Vencedor do prêmio Olho de Ouro como melhor documentário no Festival de Cannes 2016, “Cinema Novo”, de Eryk Rocha, concretiza um diálogo de gerações e um olhar profundo sobre um dos períodos mais inovadores do cinema brasileiro, em que se destacam realizadores como seu pai, Glauber Rocha, ao lado de Nelson Pereira dos Santos, Cacá Diegues, Paulo César Saraceni, Joaquim Pedro de Andrade, Gustavo Dahl e vários outros.
O filme estreia em Brasília, São Paulo, Rio de Janeiro, Curitiba, Florianópolis, Fortaleza, Goiânia, Maceió, Niterói e São Luiz.
O tema da paternidade, literal e figurado, percorre, aliás, as belíssimas imagens do longa, valorizadas pela montagem qualificada de Renato Vallone.
Montador e diretor, trabalhando em parceria, buscaram, mais do que uma organização temporal ou didática, dar um sentido à escolha de cenas entre 500 horas de material, incluindo os filmes dessa geração iluminada de cineastas e materiais de arquivos diversos, nacionais e internacionais -- alguns deles inéditos, como alguns pertencentes ao Institut National Audiovisuel (INA) da França.
Foram consumidos nove meses na montagem e outros três na edição de som, em um projeto que foi iniciado nove anos atrás.

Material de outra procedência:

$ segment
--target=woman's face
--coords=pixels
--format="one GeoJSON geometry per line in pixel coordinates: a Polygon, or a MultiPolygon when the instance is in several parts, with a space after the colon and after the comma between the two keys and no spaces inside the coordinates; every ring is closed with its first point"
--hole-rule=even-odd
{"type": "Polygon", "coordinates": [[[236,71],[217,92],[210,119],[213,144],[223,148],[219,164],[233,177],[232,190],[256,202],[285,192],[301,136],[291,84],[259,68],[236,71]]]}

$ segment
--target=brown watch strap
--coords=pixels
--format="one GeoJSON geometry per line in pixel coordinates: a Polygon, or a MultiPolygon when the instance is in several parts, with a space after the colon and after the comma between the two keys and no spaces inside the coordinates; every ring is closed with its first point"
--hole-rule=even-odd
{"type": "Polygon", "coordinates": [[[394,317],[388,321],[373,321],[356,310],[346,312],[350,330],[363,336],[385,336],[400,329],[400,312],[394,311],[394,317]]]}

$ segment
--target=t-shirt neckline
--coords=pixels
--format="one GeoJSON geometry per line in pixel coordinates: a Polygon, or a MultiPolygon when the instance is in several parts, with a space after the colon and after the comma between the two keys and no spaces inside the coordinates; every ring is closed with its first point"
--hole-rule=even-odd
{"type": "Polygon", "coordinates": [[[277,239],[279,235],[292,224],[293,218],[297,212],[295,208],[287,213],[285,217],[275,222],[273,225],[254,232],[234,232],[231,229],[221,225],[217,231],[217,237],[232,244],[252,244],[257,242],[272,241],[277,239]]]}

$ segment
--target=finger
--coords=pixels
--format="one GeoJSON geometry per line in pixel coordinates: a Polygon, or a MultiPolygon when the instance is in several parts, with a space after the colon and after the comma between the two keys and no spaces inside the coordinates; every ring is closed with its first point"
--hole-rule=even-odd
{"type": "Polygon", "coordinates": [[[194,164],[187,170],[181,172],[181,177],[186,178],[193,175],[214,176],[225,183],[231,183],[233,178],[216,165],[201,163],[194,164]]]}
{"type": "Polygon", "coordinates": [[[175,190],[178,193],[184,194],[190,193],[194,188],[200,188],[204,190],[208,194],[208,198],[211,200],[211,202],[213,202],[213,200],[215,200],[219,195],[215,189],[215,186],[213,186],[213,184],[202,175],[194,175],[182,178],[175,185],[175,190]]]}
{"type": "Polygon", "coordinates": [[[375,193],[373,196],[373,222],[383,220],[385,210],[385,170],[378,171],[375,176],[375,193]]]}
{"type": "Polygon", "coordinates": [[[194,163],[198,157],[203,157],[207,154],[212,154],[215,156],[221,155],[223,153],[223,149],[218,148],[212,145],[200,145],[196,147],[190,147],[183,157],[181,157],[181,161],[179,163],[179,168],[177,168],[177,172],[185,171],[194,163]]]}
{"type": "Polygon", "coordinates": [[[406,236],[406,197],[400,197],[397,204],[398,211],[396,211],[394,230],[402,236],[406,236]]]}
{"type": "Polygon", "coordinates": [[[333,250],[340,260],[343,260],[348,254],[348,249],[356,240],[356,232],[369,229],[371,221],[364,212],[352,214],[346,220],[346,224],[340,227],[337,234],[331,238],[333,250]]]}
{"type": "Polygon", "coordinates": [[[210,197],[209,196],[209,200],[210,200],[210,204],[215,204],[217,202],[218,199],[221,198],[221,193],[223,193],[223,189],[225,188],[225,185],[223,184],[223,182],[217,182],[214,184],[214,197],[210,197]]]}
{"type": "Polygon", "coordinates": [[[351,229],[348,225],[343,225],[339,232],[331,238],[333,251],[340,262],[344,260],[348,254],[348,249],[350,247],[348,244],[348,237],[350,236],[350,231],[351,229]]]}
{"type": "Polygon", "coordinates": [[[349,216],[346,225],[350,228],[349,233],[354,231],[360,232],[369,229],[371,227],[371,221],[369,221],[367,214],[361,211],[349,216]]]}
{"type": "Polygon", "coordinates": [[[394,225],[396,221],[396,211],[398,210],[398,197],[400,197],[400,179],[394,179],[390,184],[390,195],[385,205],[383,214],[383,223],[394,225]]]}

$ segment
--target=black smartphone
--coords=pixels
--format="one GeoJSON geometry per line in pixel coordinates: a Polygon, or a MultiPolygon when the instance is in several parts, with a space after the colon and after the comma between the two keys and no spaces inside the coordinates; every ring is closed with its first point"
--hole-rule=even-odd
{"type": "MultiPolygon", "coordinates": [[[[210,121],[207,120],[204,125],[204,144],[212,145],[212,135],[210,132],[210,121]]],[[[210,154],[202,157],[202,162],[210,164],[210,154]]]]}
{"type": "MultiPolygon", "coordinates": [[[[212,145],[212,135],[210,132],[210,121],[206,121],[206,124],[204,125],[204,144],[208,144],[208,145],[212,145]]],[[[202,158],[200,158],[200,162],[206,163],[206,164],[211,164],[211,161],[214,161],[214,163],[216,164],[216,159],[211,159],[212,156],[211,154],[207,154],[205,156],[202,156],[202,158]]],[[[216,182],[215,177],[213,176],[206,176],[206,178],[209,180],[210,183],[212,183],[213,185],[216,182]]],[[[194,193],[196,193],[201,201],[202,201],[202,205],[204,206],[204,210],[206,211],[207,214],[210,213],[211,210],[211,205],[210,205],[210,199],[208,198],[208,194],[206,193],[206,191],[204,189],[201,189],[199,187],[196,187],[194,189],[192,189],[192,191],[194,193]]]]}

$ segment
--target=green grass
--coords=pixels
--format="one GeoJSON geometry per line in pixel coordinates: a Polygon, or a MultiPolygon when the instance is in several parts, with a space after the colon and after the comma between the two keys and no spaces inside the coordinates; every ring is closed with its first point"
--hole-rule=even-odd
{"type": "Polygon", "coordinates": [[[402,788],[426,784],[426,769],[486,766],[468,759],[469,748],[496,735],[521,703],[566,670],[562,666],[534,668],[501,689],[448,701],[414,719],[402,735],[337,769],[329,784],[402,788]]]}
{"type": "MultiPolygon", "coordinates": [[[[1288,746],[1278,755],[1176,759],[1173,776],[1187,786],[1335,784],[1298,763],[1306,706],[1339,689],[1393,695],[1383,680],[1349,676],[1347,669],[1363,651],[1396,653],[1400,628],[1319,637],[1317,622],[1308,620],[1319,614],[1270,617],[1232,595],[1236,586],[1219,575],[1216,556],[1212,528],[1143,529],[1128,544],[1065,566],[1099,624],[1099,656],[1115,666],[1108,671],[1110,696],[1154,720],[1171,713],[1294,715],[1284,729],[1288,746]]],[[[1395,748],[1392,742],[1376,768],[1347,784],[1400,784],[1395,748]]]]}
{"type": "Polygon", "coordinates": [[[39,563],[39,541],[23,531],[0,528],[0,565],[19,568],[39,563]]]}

A noção de pertencimento norteia boa parte dessa montagem singular de “Cinema Novo”. Assim, Eryk toma a decisão polêmica de incluir nessa turma de renovadores da época um ramo paulista, Walter Hugo Khoury --que é visto em algumas imagens do filme-- e Luiz Sergio Person -- lembrado pela inclusão de trecho de seu filme “São Paulo S.A.”.
A opção de inserir Person, que teve várias brigas com alguns cinemanovistas, como Glauber, foi justificada por Eryk quando da exibição de seu filme na abertura do Festival de Brasília, em setembro: “Todos aqueles cineastas faziam parte do mesmo caldeirão, do mesmo desejo de renovação. Olhando para trás a partir de 2016, aquelas brigas entre eles ficam menores. Meu filme não tem um viés historicista e sim inclusivo. Houve um desejo de nossa parte de trazer essa energia. E depois quem pode dizer o que era e o que não era Cinema Novo?."
Essa ruptura com o historicismo é traduzida também na escolha do realizador de incluir filmes como “São Bernardo” (71), “Iracema” (74) e “Eles não usam black-tie” (81), que cronologicamente ficariam, a rigor, de fora do espectro temporal do Cinema Novo, mas certamente guardavam integralmente seu espírito.
Fora isso, houve uma preocupação em privilegiar materiais que dialogassem com a contemporaneidade. Dispensando usar imagens recentes (como diversas entrevistas feitas entre 2007 e 2015 com cineastas, inclusive Paulo César Saraceni, morto em 2012), o diretor procurou criar no filme um espaço para que o espectador fizesse perguntas sobre temas como afetos e projetos coletivos.
Eryk admitiu que sua geração --ele tem 38 anos-- sempre se sentiu mais próxima não do Cinema Novo, mas do chamado Cinema de Invenção, representado por Julio Bressane, Rogério Sganzerla, Andrea Tonacci e outros – que, na visão pessoal dele, seriam uma “segunda dentição” do Cinema Novo. Mas a própria crise política recente do Brasil o foi aproximando da crise vivida pelo Cinema Novo, especialmente a partir do AI-5, em 1968, que dispersou o grupo.
Para quem desejar mais informações sobre o movimento e seu tempo, o longa “Cinema Novo” vai gerar um subproduto. Foi produzida também uma série de seis episódios de meia hora cada um para o Canal Brasil sobre o mesmo tema, que provavelmente irá ao ar até o final do ano.